Do you have any goals set for your Vice Presidency?
It’s mainly for the Presidency you set your goals (which are announced publicly and you are held accountable for meeting them at the end of your term), but I can say I wouldn’t have accepted the invitation to join the ECTA Management if I didn’t believe I could put my footprint on some topics. I don’t do it for the titles, I do it for changing things and making an impact – for both ECTA and AWA.
When I was supervising the committees, I tried to push some of my political views on how the law should be and why. On some aspects I have been successful in doing this. E.g. I wrote parts that have been used for the implementing regulation on trademarks, i.e. how the text is. It is satisfactory to see how it has made a difference.
How is your work at ECTA and AWA entwined?
I gain so much knowledge from ECTA that I can implement in my work at AWA. I know where legislation will move on some points, which gives us [at AWA, Ed.] an advantage to amend the advice we give to clients.
I get input and feedback regarding existing and potential new partners from my colleagues at ECTA. It is very useful.
And as I mentioned, I get many new clients from the ECTA network.

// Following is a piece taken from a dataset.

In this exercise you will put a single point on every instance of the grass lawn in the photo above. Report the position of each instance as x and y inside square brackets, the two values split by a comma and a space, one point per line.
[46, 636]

What is ECTA currently working towards?
We are working to support a solution regarding Brexit. On internet issues, we have the new legislation on data protection. When you do a WHOIS search for the owner of a certain domain name, you cannot see the details. This means that infringers are difficult to find out. In some countries, you have to go through a court proceeding just to find out who the person is behind the domain name and before that proceeding is over, the domain will have changed to a new owner. The law is currently benefiting infringers and not trademark owners. We are actively trying to get a different rule set so that this information will be visible. But it is a struggle also with the reform of the .eu coming up. We have commented and assisted with various topics on copyright law and will aid with the upcoming reform of the design regulation. Our work is very much law oriented and, since it is law we use in our everyday work, it is very useful knowledge to possess.
What challenges is ECTA facing at the moment?

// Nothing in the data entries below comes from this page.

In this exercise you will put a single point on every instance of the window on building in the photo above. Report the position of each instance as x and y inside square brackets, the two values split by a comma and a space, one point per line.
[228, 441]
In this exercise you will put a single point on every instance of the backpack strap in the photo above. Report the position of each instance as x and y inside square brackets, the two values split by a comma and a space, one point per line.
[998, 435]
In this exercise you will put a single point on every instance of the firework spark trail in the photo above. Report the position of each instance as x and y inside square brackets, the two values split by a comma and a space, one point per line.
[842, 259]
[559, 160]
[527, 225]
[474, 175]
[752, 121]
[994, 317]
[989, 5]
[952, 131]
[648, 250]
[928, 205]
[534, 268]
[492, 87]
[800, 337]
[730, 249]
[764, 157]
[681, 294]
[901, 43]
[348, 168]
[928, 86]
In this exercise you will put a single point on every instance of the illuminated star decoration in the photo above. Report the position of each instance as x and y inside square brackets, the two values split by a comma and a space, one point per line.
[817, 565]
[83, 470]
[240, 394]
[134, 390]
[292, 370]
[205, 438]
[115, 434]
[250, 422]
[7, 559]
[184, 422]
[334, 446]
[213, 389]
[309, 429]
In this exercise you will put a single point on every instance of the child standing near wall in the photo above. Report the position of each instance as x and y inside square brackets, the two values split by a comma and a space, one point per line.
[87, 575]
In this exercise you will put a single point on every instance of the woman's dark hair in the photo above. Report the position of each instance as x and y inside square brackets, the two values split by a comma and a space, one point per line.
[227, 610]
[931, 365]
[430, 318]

Brexit! ECTA is based in the UK but we are planning to transfer our formal seat to Brussels. Our organisation mirrors the European Parliament in numbers of members of the governing body, the Council. The big countries like the UK and Germany have four representatives in ECTA’s council, whereas Denmark and Sweden have two each. This means that after Brexit, we must decide how to deal with the UK members. They can continue being ordinary members of ECTA, but how about being Council members? This is one of the issues we are currently discussing.

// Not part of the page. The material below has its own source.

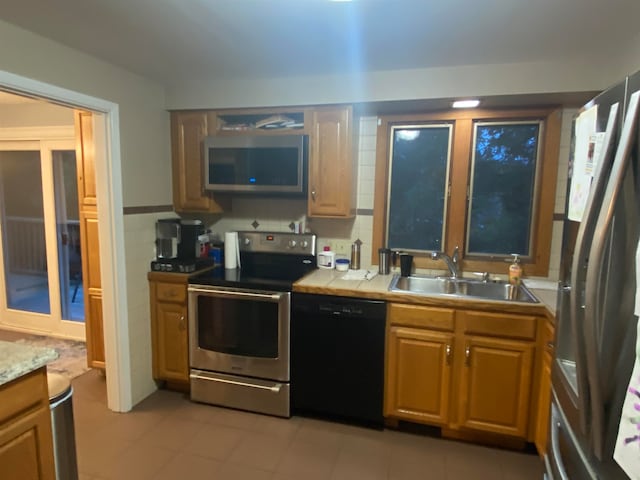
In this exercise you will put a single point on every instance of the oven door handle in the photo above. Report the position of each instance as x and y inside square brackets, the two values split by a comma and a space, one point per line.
[236, 294]
[274, 388]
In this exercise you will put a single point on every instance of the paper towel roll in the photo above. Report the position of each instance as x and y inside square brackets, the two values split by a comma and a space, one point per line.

Since we are such a big group of people from different countries and cultures in the ECTA Council, it can be hard to agree on things sometimes. We have really wild discussions on some topics. What you see on TV with the European Parliament is also real in smaller formats. So yes, it can be difficult to navigate, but it’s also interesting and good fun. You learn from the experience.
What advice would you give somebody interested in joining ECTA?
Show commitment. The more effort you put in, the more you get out. Join committees, attend meetings and be ready to invest time – some of your spare time as well. In 2019, it is election year for the committees and you can apply to join on ECTA’s website.
I would like to encourage IP professionals to be active within organisations and associations like ECTA. It is important to have a voice in how the law looks like – and use it.
In addition, clients appreciate that you listen to their concerns as companies and that you are active in the IP political field to try to change things for them. I get very positive feedback from my clients regarding this, so I think it’s brilliant that AWA is willing to take on the role as a big player in the IP field and allow us to do it.